Most recent kernel where this bug did not occur:
Vanilla release 2.6.14 is good, 2.6.15 is affected. git bisected it down to
(with the help of dsd@gentoo irc):
# git bisect bad
cd8e2b48daee891011a4f21e2c62b210d24dcc9e is first bad commit
diff-tree cd8e2b48daee891011a4f21e2c62b210d24dcc9e (from
Author: Venkatesh Pallipadi <email@example.com>
Date: Fri Oct 21 19:22:00 2005 -0400
[ACPI] fix 2.6.13 boot hang regression on HT box w/ broken BIOS
Signed-off-by: Venkatesh Pallipadi <firstname.lastname@example.org>
Signed-off-by: Len Brown <email@example.com>
:040000 040000 9cb687b77dcd64bf82e9a73214db467c964c1266
b1bde4a4ad91720daa6645c60bdc123b824c39b2 M drivers
Hardware Environment: Supermicro 370DER mainboard, dual p3 1ghz coppermine,
512mb ecc reg pc 133, scsi drive
Software Environment: Gentoo
Problem Description: CPU0 and CPU1 are both detected by the kernel, and show in
a program like top. but on any kernel after given commit CPU1 won
Created attachment 7085 [details]
acpidump from affected system
dump made using acpidump
I have see this (and reported it to the kernel mailing lists, but I wasn't able
to bisect the commit.
The machine is a dual P3 1 Ghz with a Supermicro 370 DE6 (same chipset)
In my box, I can make it work again by setting CONFIG_ACPI_PROCESSOR to "m". The
problem is only reproduceable when CONFIG_ACPI_PROCESSOR=y
Created attachment 7094 [details]
Does attached patch help? Thanks!
And please also provide the dmesg form the buggy case!
Not sure if it is required but it can do no harm: Probably a good idea to turn
on CONFIG_ACPI_DEBUG as well as applying that patch.
Created attachment 7100 [details]
dmesg for the buggy case
Created attachment 7101 [details]
dmesg for the buggy case
David, the patch does not fix the problem for me. dmesg attached.
Created attachment 7110 [details]
Does this one help a little? When ACPI returns wrong ID, we might wrongly free
Sorry for letting you try so many, I haven't a system to reproduce it.
Created attachment 7111 [details]
Yes, this one definitively works in my box. Attached working dmesg.
Mark this one as resolved. Ronald, does the patch work for you?
I am not sure whether the patch in cmment #8 is the right fix.

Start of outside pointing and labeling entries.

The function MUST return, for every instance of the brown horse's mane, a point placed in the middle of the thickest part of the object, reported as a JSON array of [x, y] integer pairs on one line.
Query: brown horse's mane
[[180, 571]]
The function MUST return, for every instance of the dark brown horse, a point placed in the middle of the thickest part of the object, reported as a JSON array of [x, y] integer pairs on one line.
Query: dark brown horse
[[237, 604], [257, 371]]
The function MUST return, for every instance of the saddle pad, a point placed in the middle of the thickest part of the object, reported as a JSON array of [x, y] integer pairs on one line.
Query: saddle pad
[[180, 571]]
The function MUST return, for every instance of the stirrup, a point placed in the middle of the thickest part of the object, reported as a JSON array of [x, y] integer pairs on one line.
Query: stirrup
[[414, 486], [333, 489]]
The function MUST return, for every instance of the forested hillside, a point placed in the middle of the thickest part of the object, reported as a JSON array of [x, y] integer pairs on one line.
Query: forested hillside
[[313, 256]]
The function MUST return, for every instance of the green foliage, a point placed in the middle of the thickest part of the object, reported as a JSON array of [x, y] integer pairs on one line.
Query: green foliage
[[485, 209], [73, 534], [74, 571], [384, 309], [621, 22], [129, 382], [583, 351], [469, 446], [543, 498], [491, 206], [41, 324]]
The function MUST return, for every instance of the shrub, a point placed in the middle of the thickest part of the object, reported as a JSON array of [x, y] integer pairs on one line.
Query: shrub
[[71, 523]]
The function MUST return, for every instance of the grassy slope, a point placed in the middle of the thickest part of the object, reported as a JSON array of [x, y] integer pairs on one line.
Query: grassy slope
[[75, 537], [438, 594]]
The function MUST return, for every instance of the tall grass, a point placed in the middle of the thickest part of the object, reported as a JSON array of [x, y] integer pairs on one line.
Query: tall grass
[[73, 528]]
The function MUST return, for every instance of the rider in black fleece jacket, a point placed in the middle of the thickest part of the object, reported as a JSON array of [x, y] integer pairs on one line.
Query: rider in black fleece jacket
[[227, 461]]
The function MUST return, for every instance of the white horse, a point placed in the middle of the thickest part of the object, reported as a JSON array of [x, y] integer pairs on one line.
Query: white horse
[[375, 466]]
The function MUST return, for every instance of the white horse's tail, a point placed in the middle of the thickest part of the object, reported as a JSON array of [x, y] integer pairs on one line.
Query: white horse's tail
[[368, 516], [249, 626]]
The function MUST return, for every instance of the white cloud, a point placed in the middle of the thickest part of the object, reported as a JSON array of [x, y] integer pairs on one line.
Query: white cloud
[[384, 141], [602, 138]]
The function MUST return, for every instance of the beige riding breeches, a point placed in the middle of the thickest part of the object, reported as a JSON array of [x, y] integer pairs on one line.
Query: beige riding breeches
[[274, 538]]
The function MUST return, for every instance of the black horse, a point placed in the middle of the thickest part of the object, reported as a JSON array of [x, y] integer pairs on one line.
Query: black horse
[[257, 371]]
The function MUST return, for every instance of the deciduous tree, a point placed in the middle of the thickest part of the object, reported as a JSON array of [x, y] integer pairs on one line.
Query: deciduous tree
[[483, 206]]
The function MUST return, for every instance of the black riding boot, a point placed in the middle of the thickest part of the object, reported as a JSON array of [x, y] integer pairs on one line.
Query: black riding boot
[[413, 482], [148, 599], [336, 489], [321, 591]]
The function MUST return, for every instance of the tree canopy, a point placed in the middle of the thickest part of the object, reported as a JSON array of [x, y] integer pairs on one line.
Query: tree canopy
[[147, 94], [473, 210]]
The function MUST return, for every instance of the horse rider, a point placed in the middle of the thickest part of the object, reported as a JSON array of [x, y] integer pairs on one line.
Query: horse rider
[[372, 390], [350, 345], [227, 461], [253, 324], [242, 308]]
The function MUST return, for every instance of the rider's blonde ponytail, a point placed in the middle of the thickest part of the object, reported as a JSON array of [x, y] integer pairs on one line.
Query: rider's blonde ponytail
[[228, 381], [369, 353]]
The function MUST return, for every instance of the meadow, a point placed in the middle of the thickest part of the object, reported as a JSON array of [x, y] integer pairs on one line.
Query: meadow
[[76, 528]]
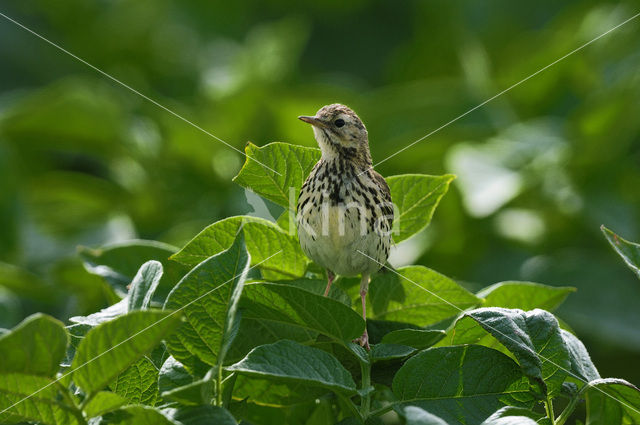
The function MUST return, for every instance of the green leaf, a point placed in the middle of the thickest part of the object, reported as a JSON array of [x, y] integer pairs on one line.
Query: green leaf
[[511, 415], [294, 163], [106, 314], [144, 284], [140, 415], [274, 393], [32, 398], [417, 416], [417, 295], [629, 251], [176, 384], [416, 338], [469, 382], [26, 284], [103, 402], [317, 286], [138, 384], [416, 197], [524, 295], [533, 338], [118, 263], [194, 393], [581, 364], [295, 306], [110, 348], [268, 245], [173, 375], [288, 361], [204, 414], [613, 402], [35, 346], [209, 295], [381, 352]]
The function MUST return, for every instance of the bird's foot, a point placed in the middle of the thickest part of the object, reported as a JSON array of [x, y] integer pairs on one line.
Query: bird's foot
[[363, 341]]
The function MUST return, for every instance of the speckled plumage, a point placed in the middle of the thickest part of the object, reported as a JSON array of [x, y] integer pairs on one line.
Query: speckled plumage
[[344, 212]]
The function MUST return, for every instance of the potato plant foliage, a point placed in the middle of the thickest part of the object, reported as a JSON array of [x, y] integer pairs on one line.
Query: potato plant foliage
[[233, 328]]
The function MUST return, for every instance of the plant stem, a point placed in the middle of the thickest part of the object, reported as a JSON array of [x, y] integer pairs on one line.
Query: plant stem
[[86, 400], [219, 386], [365, 403], [568, 410], [351, 406], [76, 410], [549, 406]]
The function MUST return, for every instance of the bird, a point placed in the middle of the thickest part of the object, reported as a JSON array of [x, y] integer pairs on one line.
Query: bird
[[344, 213]]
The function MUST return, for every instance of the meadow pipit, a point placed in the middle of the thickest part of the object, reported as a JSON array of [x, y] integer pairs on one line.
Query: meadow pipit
[[344, 213]]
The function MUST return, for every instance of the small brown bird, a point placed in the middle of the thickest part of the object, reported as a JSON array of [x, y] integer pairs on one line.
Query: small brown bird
[[344, 213]]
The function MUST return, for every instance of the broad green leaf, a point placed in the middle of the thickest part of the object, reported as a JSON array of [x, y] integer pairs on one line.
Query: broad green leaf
[[294, 163], [106, 314], [138, 384], [205, 414], [274, 393], [288, 361], [175, 383], [173, 375], [208, 296], [462, 384], [318, 286], [267, 244], [35, 346], [32, 398], [581, 365], [144, 284], [103, 402], [533, 338], [417, 416], [416, 338], [524, 295], [511, 415], [381, 352], [26, 284], [192, 394], [118, 263], [416, 197], [295, 306], [629, 251], [612, 401], [254, 331], [417, 295], [110, 348], [140, 415]]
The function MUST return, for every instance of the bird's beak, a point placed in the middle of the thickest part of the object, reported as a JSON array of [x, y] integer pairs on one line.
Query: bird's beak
[[312, 120]]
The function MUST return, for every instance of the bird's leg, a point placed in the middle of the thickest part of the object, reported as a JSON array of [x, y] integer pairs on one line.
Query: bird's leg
[[364, 287], [330, 277]]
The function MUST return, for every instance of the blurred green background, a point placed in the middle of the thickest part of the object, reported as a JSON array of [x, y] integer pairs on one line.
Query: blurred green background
[[84, 161]]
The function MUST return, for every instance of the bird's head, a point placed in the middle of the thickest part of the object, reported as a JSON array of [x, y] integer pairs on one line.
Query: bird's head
[[340, 133]]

It is not clear to me why we are ending up here in this error case in the first
place. Ideally, it should not come here unless BIOS has messed up acpi_id.
I want to get more information on this failure.
Diego/Ronald. Can you attach the dmesg from your system after you apply the
Created attachment 7122 [details]
Debug patch number 3
the patch doesn't seems to apply on top of current linus's git tree
ok I applied it by hand - it was just a extra space
Created attachment 7123 [details]
This is the corresponding dmesg
Thanks for the prompt and quick check of all the debug patches. I have narrowed
down on the problem here.
As per my theory, backing out this patch
should also make your system work as before.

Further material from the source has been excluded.